By now, we hope it’s clear how all of these strategies are interconnected. Both social and email are perfect for pushing out new content updates. Blog content can be used as material for social posts. Email helps solidify the connection made through website conversions. No one piece is more important than the rest, and all of it can be automated, which is the last piece of the puzzle.
SEE ALSO: How to Get More Referrals
AUTOMATE YOUR INBOUND MARKETING SO THAT IT’S SCALABLE
Imagine your inbound efforts netted you ten new leads a week. It wouldn’t be challenging to send out manual welcome emails. But what happens when you’re adding 50 new customers each week? And once your list grows into the thousands? Suddenly, keeping tabs becomes overwhelming. This is why marketing automation software exists.
Services like HubSpot and ActiveCampaign are examples of services that allow marketers to create automated workflows that trigger specific marketing events in response to customer actions.
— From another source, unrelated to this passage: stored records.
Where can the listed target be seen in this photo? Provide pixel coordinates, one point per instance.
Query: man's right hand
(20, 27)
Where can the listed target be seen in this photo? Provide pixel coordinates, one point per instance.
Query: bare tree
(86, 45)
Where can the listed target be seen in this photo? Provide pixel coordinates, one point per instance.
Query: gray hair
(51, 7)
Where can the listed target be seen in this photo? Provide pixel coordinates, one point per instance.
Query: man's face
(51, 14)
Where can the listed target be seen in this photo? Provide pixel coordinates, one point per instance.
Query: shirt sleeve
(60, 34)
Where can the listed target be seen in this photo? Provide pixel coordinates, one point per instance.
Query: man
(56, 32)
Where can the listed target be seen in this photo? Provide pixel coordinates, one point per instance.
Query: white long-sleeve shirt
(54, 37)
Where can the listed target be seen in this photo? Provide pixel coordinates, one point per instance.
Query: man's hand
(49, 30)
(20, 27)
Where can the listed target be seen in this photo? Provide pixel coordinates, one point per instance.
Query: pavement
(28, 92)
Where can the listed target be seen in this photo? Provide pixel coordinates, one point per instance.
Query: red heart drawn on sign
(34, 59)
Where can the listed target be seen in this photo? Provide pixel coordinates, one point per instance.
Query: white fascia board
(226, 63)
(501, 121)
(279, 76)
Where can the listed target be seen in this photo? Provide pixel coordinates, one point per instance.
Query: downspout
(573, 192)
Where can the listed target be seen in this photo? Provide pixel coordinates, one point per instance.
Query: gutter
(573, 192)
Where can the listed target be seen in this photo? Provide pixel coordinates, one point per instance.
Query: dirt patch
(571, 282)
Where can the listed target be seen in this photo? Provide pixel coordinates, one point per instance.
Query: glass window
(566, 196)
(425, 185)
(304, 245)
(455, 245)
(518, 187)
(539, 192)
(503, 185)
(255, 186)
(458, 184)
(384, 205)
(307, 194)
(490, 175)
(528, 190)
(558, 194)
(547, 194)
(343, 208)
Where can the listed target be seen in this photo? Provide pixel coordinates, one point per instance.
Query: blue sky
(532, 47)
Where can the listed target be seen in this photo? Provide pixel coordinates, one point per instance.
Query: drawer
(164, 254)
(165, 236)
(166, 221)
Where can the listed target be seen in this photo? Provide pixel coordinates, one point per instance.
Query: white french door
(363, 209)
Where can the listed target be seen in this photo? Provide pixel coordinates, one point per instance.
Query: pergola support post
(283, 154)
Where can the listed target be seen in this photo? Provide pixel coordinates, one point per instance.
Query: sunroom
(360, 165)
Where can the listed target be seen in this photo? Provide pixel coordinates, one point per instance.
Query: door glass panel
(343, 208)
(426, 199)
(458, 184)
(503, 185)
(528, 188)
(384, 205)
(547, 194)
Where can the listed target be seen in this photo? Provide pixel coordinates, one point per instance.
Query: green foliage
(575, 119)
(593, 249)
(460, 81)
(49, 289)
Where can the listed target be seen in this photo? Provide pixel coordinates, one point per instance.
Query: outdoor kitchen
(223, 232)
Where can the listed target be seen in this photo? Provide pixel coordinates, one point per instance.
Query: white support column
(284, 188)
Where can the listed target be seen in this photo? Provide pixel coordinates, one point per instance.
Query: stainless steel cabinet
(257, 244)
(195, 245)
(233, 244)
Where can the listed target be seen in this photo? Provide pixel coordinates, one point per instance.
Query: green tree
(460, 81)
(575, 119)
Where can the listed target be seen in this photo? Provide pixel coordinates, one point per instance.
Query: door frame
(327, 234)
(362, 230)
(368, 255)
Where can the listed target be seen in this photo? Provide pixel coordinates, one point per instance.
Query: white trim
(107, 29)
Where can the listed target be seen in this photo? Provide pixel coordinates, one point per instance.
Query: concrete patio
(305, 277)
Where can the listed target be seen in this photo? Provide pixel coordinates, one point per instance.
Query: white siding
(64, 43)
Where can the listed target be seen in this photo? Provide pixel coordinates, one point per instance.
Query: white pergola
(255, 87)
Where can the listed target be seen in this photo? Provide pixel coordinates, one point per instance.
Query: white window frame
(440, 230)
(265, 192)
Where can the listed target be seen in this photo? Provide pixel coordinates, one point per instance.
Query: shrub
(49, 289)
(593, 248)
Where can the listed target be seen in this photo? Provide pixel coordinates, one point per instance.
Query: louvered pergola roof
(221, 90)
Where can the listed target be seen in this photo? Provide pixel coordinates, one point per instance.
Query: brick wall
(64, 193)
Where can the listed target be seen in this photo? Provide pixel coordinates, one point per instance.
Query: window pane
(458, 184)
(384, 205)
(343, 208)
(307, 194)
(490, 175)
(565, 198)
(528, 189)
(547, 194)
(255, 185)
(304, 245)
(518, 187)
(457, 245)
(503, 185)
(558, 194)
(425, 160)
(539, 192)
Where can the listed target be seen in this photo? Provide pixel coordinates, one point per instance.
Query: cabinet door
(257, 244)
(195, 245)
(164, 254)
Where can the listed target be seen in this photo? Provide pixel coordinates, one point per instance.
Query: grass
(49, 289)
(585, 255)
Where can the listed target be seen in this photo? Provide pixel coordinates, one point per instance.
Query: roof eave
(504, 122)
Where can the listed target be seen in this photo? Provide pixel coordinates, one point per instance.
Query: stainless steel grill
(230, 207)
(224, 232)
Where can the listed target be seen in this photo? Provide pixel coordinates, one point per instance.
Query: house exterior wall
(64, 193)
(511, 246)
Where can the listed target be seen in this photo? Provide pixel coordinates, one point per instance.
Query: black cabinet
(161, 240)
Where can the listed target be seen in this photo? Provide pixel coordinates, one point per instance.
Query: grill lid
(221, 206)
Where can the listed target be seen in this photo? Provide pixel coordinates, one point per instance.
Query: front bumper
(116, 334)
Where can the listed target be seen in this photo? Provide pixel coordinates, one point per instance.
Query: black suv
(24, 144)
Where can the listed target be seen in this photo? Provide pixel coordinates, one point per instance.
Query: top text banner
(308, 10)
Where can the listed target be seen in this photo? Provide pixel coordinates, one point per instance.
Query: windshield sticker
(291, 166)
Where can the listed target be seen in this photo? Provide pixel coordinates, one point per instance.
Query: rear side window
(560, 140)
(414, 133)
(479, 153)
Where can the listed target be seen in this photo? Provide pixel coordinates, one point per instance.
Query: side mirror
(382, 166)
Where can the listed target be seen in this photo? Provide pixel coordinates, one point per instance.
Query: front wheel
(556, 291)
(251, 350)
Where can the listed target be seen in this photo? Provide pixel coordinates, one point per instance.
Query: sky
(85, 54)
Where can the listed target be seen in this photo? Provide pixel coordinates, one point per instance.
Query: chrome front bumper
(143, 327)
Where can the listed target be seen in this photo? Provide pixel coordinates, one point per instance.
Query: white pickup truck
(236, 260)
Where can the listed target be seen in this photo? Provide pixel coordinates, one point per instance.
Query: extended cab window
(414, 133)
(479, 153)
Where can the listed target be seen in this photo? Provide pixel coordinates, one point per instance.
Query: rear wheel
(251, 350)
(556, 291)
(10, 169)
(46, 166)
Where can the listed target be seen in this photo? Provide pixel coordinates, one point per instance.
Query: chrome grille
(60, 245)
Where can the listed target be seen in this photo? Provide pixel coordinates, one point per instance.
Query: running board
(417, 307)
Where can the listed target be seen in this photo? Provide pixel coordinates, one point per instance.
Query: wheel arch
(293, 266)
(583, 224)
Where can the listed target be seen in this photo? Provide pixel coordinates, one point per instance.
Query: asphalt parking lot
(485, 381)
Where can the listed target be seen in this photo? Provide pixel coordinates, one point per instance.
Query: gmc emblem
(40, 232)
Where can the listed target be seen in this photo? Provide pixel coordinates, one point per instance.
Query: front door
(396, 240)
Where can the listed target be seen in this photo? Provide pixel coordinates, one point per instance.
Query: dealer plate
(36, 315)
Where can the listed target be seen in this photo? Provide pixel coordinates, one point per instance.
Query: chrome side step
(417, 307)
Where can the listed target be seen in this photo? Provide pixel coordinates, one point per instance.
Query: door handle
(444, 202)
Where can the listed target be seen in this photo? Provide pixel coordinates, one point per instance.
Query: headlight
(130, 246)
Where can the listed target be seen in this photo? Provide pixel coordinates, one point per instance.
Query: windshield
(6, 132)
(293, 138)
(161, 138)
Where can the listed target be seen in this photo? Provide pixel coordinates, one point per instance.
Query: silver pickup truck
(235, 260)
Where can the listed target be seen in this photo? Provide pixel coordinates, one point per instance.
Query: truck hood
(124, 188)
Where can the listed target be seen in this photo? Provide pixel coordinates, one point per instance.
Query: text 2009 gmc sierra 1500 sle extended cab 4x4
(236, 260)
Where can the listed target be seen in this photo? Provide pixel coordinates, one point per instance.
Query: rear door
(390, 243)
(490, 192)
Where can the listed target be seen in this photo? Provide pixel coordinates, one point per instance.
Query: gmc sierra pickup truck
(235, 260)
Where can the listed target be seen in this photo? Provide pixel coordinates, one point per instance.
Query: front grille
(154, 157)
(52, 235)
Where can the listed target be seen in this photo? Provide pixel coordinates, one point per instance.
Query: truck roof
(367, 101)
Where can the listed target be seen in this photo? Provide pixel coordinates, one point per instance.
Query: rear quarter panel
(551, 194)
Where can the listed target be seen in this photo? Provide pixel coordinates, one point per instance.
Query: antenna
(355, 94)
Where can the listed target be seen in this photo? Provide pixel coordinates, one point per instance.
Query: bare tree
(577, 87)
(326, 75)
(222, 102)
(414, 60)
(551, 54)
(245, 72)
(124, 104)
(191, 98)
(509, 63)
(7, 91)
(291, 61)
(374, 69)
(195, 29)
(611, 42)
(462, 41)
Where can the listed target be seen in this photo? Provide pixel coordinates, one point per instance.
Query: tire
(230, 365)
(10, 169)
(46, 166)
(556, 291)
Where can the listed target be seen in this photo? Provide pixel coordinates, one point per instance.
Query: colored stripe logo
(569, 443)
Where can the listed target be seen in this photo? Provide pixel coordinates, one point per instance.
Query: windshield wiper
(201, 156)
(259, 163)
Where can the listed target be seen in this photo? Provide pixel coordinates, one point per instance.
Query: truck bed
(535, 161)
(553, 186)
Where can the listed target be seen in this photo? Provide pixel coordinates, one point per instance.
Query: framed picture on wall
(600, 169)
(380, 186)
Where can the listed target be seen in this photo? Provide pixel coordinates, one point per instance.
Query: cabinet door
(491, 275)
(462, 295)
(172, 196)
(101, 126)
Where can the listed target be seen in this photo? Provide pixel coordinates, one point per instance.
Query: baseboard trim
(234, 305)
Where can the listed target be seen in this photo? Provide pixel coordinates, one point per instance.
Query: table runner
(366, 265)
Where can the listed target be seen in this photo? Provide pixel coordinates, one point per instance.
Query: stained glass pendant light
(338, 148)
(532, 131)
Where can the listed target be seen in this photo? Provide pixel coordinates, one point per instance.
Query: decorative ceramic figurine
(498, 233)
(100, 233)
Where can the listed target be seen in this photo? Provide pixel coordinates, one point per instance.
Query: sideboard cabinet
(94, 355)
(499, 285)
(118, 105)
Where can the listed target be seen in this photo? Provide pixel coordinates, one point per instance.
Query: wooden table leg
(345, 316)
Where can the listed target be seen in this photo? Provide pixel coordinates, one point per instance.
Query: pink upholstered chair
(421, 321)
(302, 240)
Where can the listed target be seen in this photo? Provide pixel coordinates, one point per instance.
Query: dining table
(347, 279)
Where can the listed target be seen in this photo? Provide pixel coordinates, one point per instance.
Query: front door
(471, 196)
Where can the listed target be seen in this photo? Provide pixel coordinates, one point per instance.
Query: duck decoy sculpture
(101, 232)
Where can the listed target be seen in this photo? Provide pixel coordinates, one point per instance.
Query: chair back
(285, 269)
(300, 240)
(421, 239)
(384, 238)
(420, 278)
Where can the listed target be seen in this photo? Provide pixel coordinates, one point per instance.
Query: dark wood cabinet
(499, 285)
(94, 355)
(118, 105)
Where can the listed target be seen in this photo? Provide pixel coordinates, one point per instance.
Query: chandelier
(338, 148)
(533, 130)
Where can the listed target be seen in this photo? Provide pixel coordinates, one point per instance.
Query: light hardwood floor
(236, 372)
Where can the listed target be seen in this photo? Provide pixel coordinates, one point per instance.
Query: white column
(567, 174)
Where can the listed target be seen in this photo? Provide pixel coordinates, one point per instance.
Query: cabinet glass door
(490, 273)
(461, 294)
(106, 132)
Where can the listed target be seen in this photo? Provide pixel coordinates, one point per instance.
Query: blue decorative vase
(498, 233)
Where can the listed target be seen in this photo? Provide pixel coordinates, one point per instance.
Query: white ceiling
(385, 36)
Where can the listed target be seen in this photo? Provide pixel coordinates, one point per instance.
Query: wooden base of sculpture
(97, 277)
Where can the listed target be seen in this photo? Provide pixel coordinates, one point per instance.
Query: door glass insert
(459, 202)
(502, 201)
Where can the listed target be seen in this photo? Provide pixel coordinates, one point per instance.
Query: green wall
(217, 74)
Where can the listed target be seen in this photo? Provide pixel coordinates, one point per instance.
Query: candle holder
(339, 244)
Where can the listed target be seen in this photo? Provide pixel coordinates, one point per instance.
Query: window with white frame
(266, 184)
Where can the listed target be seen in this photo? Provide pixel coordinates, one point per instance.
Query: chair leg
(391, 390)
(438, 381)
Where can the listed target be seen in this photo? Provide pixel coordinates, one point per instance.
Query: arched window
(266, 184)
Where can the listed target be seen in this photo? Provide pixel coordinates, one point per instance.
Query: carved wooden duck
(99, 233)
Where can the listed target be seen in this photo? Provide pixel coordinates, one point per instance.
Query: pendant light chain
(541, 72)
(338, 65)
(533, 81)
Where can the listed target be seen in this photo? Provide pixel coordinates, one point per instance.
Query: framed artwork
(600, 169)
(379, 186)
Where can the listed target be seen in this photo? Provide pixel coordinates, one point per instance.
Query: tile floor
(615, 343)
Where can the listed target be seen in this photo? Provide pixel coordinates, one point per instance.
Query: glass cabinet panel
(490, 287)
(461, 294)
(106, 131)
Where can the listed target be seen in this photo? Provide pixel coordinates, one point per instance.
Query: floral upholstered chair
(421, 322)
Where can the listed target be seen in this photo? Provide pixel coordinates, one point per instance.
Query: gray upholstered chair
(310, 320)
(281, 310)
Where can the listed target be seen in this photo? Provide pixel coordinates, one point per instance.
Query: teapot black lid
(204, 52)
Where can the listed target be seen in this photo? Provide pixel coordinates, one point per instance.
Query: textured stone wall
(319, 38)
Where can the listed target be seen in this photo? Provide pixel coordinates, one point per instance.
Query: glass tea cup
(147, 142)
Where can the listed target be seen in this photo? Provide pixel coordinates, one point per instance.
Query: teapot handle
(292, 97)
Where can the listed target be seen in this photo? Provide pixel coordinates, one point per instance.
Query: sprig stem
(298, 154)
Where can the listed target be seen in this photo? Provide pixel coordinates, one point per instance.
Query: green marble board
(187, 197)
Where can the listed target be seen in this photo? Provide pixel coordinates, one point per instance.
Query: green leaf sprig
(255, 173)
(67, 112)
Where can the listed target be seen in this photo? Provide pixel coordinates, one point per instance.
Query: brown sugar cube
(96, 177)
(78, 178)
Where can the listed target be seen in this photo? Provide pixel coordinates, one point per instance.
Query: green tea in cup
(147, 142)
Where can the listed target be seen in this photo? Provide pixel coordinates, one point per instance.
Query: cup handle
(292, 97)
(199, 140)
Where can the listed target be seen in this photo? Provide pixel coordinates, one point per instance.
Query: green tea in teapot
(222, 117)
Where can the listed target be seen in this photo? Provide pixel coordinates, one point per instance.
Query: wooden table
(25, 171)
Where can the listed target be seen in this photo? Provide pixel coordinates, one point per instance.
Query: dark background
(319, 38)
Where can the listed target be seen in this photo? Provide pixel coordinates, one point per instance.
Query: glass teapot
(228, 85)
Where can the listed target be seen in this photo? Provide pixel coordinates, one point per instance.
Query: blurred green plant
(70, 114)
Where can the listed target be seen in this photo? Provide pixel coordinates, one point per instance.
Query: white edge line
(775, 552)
To explain, let’s get back to Linda and our eye doctor. If you remember, Linda visited their website and left her contact information in exchange for a free informational download. The office’s automation takes Linda’s contact information, adds it to their mailing list, and immediately triggers a “nice to meet you!” email (as well as a handwritten welcome note, penned by our handwriting robots and mailed using Simply Noted’s automated integrations.)
SEE ALSO: How to Impact People With Handwritten Cards
Whenever the office publishes new content on their blog, their marketing automation promotes it automatically through their social channels. It also broadcasts it to anyone on their email list that showed interest in that type of content (this is called segmentation.)
To keep the office in front of their prospects and customers, the automation software also sends out occasional update emails and special offers tailored to each of the audience segments they’re trying to reach.
With automation, your inbound marketing efforts can grow with you. And that’s important because these strategies, performed diligently, will boost your web traffic, fill your funnel with leads, and make your salespeople very busy. If you haven’t yet formulated an inbound strategy, this is your golden opportunity!